Great job on a gorgeous piece of wood!


----------



## NYWoodturner (Jun 17, 2012)

DKMD said:


> Beautiful work! I've never seen a piece of rambutan that large, but it's gorgeous stuff! Just out of curiosity, how did you finish the bottom? Donut chuck? I'm curious because it looks like there are two concentric rings near the top of the piece that look like burnish lines... It may just be the photo, but I've done that a time or two.:dash2:
> 
> Great job on a gorgeous piece of wood!



Nope ! It's not the photo... But I saw them once I posted the pic ! They are burnish lines from sanding. :dash2: back to the lathe ! At least it's fixable. I used a vacuum chuck to turn off he foot.


----------



## DKMD (Jun 17, 2012)

NYWoodturner said:


> DKMD said:
> 
> 
> > Beautiful work! I've never seen a piece of rambutan that large, but it's gorgeous stuff! Just out of curiosity, how did you finish the bottom? Donut chuck? I'm curious because it looks like there are two concentric rings near the top of the piece that look like burnish lines... It may just be the photo, but I've done that a time or two.:dash2:
> ...



Should be an easy fix and worth the effort for such a nice piece. I feel your pain... If you'll notice, my headbanger emoticon is perfectly in rhythm with the yours.


----------



## Cousinwill (Jun 18, 2012)

Awesome Piece !! Good job


----------



## txpaulie (Jun 18, 2012)

Beauty!

I've some sticks of that stuff I'll be using for my "spider" table...

Every time I think of rambutan, I have Ram Jam playin' in my head...

"Whoa, Black Betty, Rambutan.." :music:

p


----------



## NYWoodturner (Jun 18, 2012)

txpaulie said:


> Beauty!
> 
> I've some sticks of that stuff I'll be using for my "spider" table...
> 
> ...


That's an awesome song i haven't heard in years ! 

Thanks for the kind words. I will remove those rings and refinish hopefully mid week 
And then post a picture when it's buffed out.


----------



## brown down (Jun 18, 2012)

thats got a nice shape to it! can't wait to see it all buffed up!


----------



## Mike1950 (Jun 18, 2012)

I missed this one, very nice. Also nice to see younger eyes miss some of those things also. I always get a coat of finish on take over to the window-:dash2::dash2: Start cussing :dash2::dash2::dash2::dash2: and head back to the sanding station.................


----------



## NYWoodturner (Jun 23, 2012)

Finally a day off and a day in the shop !
Re-sanded, refinished and buffed version ...


----------



## DKMD (Jun 23, 2012)

NYWoodturner said:


> Finally a day off and a day in the shop !
> Re-sanded, refinished and buffed version ...

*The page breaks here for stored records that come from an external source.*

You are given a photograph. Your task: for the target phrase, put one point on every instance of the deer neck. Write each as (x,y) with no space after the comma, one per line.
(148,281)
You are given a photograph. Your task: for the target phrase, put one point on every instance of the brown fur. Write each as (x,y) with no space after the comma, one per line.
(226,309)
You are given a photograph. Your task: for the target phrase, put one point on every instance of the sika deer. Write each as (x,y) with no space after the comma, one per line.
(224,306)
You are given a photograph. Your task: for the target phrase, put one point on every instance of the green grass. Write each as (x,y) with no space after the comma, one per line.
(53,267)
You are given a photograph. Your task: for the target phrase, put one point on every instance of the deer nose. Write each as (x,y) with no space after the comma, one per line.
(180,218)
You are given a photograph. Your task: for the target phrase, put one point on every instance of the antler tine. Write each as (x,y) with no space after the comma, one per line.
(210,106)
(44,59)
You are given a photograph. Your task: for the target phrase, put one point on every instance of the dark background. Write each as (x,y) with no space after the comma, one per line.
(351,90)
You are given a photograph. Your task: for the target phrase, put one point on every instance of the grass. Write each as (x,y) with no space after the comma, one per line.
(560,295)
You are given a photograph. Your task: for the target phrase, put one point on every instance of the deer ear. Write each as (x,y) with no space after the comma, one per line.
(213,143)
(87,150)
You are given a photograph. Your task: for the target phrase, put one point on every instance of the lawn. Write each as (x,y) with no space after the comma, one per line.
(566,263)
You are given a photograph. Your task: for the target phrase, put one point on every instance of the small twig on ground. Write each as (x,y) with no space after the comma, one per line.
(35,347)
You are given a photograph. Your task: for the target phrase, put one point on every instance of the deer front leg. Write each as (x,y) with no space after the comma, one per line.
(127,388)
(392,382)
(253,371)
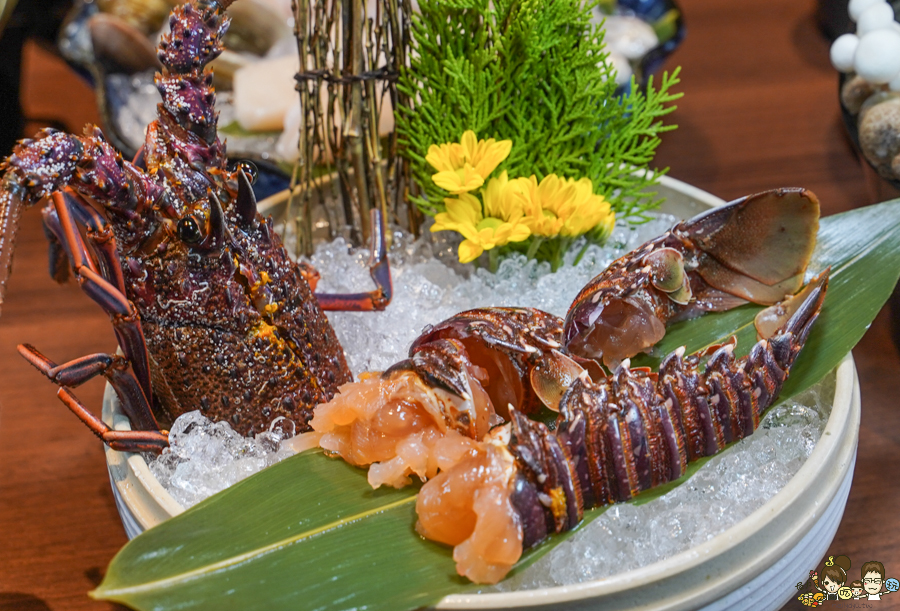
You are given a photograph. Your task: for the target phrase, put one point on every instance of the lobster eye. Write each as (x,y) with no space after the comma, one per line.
(188,230)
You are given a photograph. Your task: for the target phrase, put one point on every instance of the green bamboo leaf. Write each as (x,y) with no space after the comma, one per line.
(309,533)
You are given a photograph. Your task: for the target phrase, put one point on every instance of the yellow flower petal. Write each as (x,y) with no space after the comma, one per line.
(469,251)
(459,181)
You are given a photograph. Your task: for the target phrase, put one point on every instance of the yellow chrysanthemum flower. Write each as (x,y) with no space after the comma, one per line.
(502,224)
(564,207)
(464,166)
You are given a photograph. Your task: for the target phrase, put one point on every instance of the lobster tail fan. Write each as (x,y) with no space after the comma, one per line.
(757,247)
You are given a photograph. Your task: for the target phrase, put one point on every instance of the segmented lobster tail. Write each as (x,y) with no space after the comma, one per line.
(637,429)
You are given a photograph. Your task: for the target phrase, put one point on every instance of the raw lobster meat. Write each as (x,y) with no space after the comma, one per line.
(455,413)
(209,310)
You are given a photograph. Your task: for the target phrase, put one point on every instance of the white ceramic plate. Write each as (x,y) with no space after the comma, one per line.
(752,565)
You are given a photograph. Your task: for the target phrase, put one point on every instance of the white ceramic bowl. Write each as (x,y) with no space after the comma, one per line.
(752,565)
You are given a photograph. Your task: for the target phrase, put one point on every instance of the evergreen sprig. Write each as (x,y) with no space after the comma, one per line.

Nicely done! This photo shows the figure a lot better... That's the good stuff!


----------



## BarbS (Jun 24, 2012)

Beautiful piece. I'd never heard of Rambutan; it's gorgeous. Nice finish job!


----------



## DavidDobbs (Jul 9, 2012)

wow very nice


----------



## Vern Tator (Jul 9, 2012)

Great fix, right on!!! Now you have nailed it. Well done!!


----------